I’ve wanted to re-record that for a long time. It’s sort of like doing that track justice. I like the old recording, but I think this is really more what it feels like to play that song. There’s a song called “Heroine” [by Nico and The Velvet Underground] that has this really slow build up: the instruments are super erratic, lots of distortion— tension release, tension release. I always wondered what it was like to be in the room to see him singing, losing his mind. That’s kind of what I want that song to feel like— super cathartic.
I think that’s such a cool way to display how your sound has evolved in the two years since you put it out. It’s cool that music is such a living thing; a recording can be a snapshot, but you can always revisit it. You used the word “catharsis” and I wrote that down too. [This track] explodes, and I love the drums at the end and the different vocal approach you took from the original too.
But then the album concludes with “pennies,” which is a pretty different track from some of the rest of the album. You come in [with] a spoken quality but then the instruments slowly, over the course, drown you out, and it really explodes into this massive ending.
With that one, I wrote a poem in a book I was reading– I think Doestoyevsky or something super messed up.
Very Columbia.
Yeah, yeah exactly. But I wrote this poem and then I was just noodling on the guitar. I wanted to capture this poem in a very intense way where you’re sort of talking over the song. The influence for that is Nick Cave. He has a song, “(I’ll Love You) Till The End of The World,” where he’s talking over a song and telling a story.
“pennies” almost feels like an epilogue for this album. I think the messaging there that I wanted to capture.

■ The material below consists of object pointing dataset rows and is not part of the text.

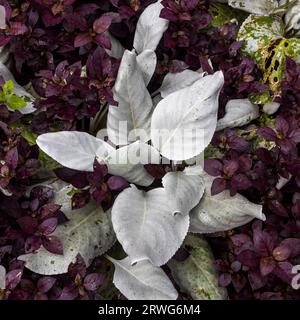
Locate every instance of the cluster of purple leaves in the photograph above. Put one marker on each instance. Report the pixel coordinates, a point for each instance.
(255, 261)
(96, 185)
(79, 283)
(26, 224)
(50, 42)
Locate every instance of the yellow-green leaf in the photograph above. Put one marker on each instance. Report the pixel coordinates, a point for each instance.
(197, 275)
(264, 42)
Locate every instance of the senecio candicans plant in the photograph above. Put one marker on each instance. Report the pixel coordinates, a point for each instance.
(179, 153)
(176, 126)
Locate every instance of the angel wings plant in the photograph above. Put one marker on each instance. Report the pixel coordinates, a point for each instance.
(151, 223)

You’re putting pennies over someone’s eyes, and that’s sort of like retiring an idea; It’s sort of like casting away those messages and those ideas– the “im not invited”, “fuck your show,” — putting those ideas away and casting them to sea. The rest of the song is this very instrumental, yelling “I really love you” into the microphone; it’s a very childish celebration. At the end of the day [those negative emotions] are all there, but you love your parents, you love the people you make music with, you love the process of creating. It’s a celebration of getting this done, which is how I’m feeling now.
How has it been trying to balance your musical project with Columbia life?

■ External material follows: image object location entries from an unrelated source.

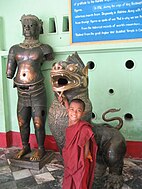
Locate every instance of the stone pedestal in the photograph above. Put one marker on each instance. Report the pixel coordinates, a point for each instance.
(26, 163)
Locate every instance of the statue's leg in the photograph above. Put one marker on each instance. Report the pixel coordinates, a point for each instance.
(39, 118)
(100, 171)
(24, 117)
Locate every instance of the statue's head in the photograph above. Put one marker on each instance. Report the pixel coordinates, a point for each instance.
(68, 75)
(32, 26)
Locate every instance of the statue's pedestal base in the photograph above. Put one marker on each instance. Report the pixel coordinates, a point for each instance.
(26, 163)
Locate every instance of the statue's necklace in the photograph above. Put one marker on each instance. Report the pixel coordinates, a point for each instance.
(30, 44)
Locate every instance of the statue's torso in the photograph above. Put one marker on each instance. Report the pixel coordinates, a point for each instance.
(28, 65)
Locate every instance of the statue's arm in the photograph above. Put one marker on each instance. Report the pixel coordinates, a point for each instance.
(11, 64)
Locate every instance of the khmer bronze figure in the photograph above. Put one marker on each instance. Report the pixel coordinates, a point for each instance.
(24, 65)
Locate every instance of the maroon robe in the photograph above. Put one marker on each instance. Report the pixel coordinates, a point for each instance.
(75, 165)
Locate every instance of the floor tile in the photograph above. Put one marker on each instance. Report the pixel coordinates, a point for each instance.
(28, 182)
(8, 185)
(44, 177)
(24, 173)
(6, 178)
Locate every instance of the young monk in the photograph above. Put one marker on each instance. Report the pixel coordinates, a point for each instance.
(79, 152)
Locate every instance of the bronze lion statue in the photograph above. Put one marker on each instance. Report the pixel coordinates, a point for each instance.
(70, 78)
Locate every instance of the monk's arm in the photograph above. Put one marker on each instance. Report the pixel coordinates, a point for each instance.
(87, 151)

It’s hard. With music it’s something you really have to make time for; it’s easy to lose track of. I’ve tried to put the same effort that I would into a class. We want to play shows, we want to play these songs in front of people. We’re proud of the music we make. I think it takes a lot of work to make it happen. But I’ve loved it. I don’t mind sleeping a little less, staying up late and doing concerts and having fun with that. It’s the best thing ever.